Quando parliamo di tiro con l’arco, quasi inevitabilmente, pensiamo allo sport agonistico che tutti conosciamo, con i suoi bellissimi archi compound o olimpici, dove l’arciere prima del tiro si mette in posizione sulla linea e mira a fare centro.
In Giappone però tirare con l’arco è una pratica antichissima, che oltre a essere nata come pratica di caccia e militare, veniva utilizzato anche in molte cerimonie religiose.
Il Kyudo
Il tiro con l’arco giapponese è molto diverso da quello occidentale. Nel Kyudo (l’arte marziale giapponese, conosciuta anche come “via dell’arco”) l’arciere non mira a centrare il bersaglio, ma ad avere una maggior padronanza e conoscenza del proprio “Sé” interiore. Questa pratica comprende numerosi movimenti formali che precedono e seguono (Kihontai, o Taihai) il tiro vero e proprio (detto Sha). Per un arciere che pratica il Kyudo, infatti, è fondamentale eseguire ogni movimento con la massima precisione. Il corretto modo di sedersi, di alzarsi, di camminare, di fare l’inchino, di respirare e così via, sono fondamentali per la corretta esecuzione del tiro in quanto portano il tiratore alla concentrazione necessaria.
Il tiro vero e proprio non è preparato come lo conosciamo noi, abituati a tendere l’arco di fronte al viso, ma viene preparato alzando l’arco, successivamente teso e solo dopo portato ad altezza viso per il tiro.
L’arco Giapponese
L’arco utilizzato nel Kyudo viene chiamato Yumi ed è un arco di bambù molto lungo, senza nessun tipo di equipaggiamento. È un arco asimmetrico dove l’impugnatura per il tiro è più in basso rispetto al centro. Come per gli archi occidentali, anche la lunghezza dello Yumi varia da arciere ad arciere. A seconda dell’altezza del tiratore, lo Yumi parte da un minimo di 2.12 m di lunghezza.
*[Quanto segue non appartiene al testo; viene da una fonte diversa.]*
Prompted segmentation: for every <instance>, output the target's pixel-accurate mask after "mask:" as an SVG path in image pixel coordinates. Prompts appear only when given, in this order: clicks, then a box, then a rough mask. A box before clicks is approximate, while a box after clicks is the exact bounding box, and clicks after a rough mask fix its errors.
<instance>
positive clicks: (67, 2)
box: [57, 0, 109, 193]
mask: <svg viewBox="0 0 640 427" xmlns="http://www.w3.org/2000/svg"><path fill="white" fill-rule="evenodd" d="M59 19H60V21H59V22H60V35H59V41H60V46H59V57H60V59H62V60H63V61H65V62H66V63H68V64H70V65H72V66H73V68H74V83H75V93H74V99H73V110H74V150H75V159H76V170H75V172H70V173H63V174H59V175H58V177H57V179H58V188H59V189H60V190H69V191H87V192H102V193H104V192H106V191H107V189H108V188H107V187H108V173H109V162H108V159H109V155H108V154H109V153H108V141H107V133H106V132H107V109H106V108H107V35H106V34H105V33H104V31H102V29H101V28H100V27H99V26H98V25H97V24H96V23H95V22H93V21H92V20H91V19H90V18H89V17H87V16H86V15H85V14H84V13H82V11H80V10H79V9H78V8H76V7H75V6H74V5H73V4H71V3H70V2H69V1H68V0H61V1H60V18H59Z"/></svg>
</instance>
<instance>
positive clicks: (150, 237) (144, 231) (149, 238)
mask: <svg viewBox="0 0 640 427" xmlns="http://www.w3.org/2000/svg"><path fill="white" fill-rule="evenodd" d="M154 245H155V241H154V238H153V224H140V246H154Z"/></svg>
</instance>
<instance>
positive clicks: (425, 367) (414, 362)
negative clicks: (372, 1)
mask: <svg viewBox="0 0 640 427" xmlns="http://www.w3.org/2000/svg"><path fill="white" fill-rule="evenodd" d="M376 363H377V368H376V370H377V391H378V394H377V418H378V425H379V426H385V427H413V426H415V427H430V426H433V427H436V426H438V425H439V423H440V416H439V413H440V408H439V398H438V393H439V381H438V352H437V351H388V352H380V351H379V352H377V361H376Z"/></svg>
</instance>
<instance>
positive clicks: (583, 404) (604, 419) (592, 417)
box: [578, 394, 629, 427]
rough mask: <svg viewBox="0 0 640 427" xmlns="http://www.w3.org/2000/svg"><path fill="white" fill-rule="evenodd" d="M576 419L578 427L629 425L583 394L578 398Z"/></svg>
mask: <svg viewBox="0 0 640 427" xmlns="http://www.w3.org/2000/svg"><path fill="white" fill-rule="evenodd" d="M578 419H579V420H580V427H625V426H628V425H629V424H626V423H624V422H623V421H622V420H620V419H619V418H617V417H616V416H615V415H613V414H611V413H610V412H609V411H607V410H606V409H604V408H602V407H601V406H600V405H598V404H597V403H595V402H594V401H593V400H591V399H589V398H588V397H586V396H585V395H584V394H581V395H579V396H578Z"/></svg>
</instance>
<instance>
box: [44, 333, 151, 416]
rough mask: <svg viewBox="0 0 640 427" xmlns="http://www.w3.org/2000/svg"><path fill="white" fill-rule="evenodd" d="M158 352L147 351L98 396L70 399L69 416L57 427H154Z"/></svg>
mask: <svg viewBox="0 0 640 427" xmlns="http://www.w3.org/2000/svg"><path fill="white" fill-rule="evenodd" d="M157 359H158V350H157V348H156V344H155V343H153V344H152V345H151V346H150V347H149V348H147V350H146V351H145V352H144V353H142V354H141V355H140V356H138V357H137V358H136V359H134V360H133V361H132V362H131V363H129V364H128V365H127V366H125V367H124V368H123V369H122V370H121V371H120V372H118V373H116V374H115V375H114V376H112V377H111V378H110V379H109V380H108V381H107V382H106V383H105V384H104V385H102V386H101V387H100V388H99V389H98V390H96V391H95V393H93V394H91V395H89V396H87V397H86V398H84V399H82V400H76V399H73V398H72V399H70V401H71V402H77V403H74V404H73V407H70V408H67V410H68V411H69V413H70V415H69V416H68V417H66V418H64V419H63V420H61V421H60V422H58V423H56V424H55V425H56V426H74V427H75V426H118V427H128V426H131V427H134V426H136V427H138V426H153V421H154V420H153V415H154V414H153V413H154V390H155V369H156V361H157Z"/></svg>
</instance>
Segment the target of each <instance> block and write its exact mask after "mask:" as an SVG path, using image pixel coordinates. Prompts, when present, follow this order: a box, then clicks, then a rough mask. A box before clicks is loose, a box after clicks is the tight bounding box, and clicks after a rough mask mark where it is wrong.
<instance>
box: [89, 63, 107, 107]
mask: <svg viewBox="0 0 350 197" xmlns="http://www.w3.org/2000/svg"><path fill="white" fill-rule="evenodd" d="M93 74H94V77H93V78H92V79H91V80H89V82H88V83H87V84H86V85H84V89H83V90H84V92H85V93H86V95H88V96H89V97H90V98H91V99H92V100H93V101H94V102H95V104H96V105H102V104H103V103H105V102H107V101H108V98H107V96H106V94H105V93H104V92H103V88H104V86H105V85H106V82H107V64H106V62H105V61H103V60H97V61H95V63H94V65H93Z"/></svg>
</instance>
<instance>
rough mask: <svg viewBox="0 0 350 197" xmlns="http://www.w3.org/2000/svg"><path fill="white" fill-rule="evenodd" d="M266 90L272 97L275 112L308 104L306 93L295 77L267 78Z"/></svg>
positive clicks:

Questo tipo di arco, inizialmente creato esclusivamente con materiali naturali, viene oggi costruito anche con materiali sintetici come per esempio la fibra di carbonio. Questo perché utilizzare materiali naturali rende un arco molto delicato, che richiede una manutenzione più accurata rispetto a quelli moderni.
La forma asimmetrica dell’arco è sia la soluzione all’esigenza di riuscire a tirare anche in sella al cavallo al galoppo, e quindi evitare intralci con il cavallo, sia un metodo per rendere il tiro più facile per l’arciere in quanto quest’ultimo tende la corda nel punto in cui questa vibra di meno. Quando si effettua il tiro, il rilascio della corda tende a mandare la freccia verso sinistra o destra. Per risolvere questo problema negli archi moderni è stata creata una “finestra” laterale che consente alla freccia, non più rigida, di restare sul piano di scorrimento della corda, ottenendo quindi una spinta rettilinea.
Nell’arco Yumi invece questo problema è stato risolto in modo diverso: l’arciere, che utilizza comunque frecce rigide, sposta lateralmente la mano che sostiene l’arco applicando delle torsioni all’impugnatura e facendo in modo che la freccia venga tirata in modo rettilineo. Questo provoca una rotazione dell’arco nella mano sinistra portando la corda dalla parte opposta del polso.
Nel corso del tempo il tiro con l’arco ha assunto stili e scopi diversi di paese in paese. Qualsiasi sia il metodo e lo stile di tiro, è innegabile che si tratta di uno sport affascinante adatto a tutte le esigenze e le motivazioni personali per le quali si sceglie questo sport.